The handheld could pose a threat to Sony and Nintendo's handheld gaming devices and features a multi-touch interface and the ability to download new software directly from Apple's online software store, just like the iPad. The device will be introduced by Apple co-founder Steve Jobs himself... on September 8, 2007.

Apple, of course, already sells this product. It's called the iPod Touch.

Which makes speculation that Apple will introduce a new version of the iPad, with a 7.85-inch screen, sort of ridiculous.

That's because Apple has been introducing versons of the same product -- the iPhone -- with different screen sizes and capabilities since 2007.

That should put a report Friday from Taiwanese trade publication Digitimes in perspective:

Apple is likely to launch a 7.85-inch iPad prior to the fourth quarter of 2012 in addition to a new iPad scheduled to be released at the end of the first quarter, according to sources in the supply chain.

...

[I]n order to cope with increasing market competition including the 7-inch Kindle Fire from Amazon and the launch of large-size smartphones from handset vendors, Apple has been persuaded into the development of 7.85-inch iPads, the sources indicated.

Persuaded to make a smaller iPad? Or is it a bigger iPod touch? Is there a difference? That's not a criticism. Apple got something right with the iPhone: a simple, pocketable computer built around multi-touch, a high-speed wireless data connection, and an expanding suite of sensors that make it a more personal personal computer.

The rest, as Steve Jobs explained to All Things D's Arik Hesseldahl, are merely variations on a theme:

In 2007, right after the introduction of the first iPhone, I attended a meeting with Jobs and the editors of the magazine I was working for at the time.

The meeting included a Jobs-led, hands-on demo with prototype iPhones, during which I asked Jobs a question: “Will you do a version of this without the phone?”

The answer — which surprised me that he even gave it — was yes. In that moment I got a very tiny glimpse of the long path that lay ahead. I could see way off in the distance the logical progression leading first to the iPod touch and from there to the iPad. It was a revelation.

And that's why the prospect of an iPad with a smaller screen doesn't mean much if you're already thinking of buying an iPod touch or an iPad. You can move your songs and software so easily from one device to another -- thanks to Apple's iCloud suite of services -- so you don't have to worry much about this season's iPad becoming suddenly obsolete.

I'm a gadget humbug: I can give you plenty of reasons not to go out and get just about any gadget you can name.

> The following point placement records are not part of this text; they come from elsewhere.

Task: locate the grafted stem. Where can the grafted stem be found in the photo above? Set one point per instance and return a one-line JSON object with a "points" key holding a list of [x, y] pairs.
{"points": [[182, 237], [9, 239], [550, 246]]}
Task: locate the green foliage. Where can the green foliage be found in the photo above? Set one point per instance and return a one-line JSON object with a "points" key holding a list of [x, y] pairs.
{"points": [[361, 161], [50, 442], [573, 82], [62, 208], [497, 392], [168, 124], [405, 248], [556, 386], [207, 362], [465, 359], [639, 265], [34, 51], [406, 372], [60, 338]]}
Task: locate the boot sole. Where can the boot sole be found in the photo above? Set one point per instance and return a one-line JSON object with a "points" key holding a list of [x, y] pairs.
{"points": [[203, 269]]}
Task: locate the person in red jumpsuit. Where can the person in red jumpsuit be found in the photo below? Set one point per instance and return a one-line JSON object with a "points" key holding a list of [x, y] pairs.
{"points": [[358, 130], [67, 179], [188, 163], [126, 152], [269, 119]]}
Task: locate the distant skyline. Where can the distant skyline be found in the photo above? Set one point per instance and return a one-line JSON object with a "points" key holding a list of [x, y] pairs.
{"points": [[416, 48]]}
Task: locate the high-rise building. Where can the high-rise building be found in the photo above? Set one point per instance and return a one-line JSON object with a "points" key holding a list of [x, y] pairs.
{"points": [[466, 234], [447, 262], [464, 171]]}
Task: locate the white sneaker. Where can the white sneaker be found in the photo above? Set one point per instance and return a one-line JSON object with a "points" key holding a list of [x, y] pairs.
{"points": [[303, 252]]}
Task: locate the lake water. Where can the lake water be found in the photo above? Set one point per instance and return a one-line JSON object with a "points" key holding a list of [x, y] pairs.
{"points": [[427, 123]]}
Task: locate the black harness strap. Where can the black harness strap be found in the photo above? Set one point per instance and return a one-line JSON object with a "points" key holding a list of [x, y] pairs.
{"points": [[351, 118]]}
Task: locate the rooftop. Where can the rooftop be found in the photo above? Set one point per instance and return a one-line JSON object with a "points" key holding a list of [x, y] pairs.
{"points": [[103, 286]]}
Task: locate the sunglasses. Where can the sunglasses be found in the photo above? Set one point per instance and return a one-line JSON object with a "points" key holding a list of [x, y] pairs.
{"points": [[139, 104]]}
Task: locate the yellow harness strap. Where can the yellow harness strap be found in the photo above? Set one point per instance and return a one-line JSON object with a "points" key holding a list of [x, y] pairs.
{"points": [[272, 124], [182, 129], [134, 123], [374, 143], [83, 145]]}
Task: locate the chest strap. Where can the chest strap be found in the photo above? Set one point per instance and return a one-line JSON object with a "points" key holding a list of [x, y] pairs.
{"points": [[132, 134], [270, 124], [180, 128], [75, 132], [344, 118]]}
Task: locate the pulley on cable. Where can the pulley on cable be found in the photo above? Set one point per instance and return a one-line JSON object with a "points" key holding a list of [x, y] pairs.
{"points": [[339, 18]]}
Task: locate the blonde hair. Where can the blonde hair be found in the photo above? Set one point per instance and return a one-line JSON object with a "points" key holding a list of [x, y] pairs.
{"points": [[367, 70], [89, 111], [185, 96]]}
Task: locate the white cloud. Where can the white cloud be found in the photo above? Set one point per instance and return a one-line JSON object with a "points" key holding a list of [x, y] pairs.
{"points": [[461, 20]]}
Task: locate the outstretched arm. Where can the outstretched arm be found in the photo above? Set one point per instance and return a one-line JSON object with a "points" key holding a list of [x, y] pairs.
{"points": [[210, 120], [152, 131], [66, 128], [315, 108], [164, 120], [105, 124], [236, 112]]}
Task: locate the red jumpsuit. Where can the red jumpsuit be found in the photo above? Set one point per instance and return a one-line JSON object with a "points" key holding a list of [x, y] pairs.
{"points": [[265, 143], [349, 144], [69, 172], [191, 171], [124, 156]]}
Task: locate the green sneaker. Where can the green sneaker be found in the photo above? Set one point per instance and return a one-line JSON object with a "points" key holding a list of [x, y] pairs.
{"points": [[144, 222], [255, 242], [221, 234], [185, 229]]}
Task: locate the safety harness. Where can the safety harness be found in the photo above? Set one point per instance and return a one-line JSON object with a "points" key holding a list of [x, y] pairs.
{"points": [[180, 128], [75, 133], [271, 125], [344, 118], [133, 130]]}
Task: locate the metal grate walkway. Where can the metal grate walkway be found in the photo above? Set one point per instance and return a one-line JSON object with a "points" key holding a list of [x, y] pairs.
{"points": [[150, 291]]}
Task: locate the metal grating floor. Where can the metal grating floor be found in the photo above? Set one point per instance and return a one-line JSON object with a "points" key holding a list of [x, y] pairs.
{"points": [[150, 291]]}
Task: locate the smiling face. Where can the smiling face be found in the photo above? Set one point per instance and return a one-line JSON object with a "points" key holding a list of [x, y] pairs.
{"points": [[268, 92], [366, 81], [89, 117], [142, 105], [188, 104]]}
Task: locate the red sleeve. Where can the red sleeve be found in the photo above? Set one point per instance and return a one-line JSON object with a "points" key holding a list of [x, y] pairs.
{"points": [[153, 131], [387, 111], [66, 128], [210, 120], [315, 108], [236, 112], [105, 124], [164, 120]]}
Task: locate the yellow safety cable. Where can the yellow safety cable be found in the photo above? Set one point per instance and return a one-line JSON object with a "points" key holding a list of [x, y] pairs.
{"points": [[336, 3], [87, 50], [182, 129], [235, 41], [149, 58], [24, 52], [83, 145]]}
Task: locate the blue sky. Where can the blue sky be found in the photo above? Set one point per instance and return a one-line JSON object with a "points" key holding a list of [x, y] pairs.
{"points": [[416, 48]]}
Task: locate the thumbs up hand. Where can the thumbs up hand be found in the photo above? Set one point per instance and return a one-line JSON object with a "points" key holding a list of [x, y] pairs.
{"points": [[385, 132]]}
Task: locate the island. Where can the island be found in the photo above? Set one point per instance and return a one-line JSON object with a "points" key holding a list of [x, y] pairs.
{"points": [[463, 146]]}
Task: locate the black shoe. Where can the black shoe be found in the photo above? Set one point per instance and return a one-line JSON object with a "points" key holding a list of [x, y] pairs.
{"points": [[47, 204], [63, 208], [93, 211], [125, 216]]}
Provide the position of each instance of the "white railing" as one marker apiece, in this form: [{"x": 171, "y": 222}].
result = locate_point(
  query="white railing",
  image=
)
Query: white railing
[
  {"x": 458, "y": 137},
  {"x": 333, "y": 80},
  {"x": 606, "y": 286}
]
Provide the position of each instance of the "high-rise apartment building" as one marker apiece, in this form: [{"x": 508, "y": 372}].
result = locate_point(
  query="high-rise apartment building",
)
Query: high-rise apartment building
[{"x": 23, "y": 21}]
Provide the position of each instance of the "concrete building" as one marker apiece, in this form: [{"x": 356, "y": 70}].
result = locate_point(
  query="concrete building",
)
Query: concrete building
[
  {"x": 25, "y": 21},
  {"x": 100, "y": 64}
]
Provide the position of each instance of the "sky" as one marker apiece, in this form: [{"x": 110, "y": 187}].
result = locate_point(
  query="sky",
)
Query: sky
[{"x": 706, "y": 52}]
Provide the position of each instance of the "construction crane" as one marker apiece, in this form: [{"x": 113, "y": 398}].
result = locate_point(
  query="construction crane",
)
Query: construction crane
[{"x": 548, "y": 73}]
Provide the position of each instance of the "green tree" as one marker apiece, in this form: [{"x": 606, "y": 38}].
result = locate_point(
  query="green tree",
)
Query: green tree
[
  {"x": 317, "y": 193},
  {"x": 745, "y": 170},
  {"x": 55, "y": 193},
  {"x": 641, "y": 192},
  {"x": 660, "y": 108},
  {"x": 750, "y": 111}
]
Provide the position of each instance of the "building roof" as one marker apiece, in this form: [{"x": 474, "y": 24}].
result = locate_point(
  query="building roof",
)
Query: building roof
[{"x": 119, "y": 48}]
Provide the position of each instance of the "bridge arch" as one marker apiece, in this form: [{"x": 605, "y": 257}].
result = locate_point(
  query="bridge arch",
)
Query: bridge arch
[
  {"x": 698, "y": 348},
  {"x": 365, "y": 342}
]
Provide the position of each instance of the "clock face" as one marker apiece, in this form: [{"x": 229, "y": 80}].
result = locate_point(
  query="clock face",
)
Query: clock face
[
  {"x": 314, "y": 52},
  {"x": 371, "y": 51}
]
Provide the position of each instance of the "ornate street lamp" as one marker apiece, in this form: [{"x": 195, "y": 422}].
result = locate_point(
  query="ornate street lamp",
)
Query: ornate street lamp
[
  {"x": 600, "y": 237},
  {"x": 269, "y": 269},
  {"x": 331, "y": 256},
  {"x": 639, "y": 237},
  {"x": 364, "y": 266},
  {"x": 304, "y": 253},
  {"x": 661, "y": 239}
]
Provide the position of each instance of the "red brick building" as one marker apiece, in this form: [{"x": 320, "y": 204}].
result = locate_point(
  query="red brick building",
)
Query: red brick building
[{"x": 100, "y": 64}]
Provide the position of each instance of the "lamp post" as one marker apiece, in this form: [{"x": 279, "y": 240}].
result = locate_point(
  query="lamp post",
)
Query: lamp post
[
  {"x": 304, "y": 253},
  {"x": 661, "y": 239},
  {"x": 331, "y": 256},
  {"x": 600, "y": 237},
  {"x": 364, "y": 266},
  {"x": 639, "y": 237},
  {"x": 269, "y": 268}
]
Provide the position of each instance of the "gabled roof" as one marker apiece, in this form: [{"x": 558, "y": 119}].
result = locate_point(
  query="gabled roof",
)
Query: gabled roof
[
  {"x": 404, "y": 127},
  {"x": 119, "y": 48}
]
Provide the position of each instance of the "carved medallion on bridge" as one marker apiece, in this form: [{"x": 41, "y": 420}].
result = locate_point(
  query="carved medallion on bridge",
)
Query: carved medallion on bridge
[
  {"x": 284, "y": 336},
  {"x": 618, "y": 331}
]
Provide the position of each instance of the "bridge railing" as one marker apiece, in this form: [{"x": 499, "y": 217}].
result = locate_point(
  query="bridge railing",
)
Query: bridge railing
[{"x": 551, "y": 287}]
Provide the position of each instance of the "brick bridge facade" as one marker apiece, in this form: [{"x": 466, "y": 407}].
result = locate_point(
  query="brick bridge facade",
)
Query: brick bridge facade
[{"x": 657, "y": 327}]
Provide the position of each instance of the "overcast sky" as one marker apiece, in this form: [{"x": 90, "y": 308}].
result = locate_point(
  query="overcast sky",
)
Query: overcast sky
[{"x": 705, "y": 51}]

But if you're buying a device with a strong 'ecosystem,' -- the collection of media, software, and accessories available for a device -- then your purchase should stay useful for years to come.

The iPod, iPad, iPhone, or whatever's ecosystem is thriving. So if you really want one, go out and get one.

And if you want my advice, make it an iPod touch.

It's not new, but having an iPad in your pocket sure feels like the future sometimes.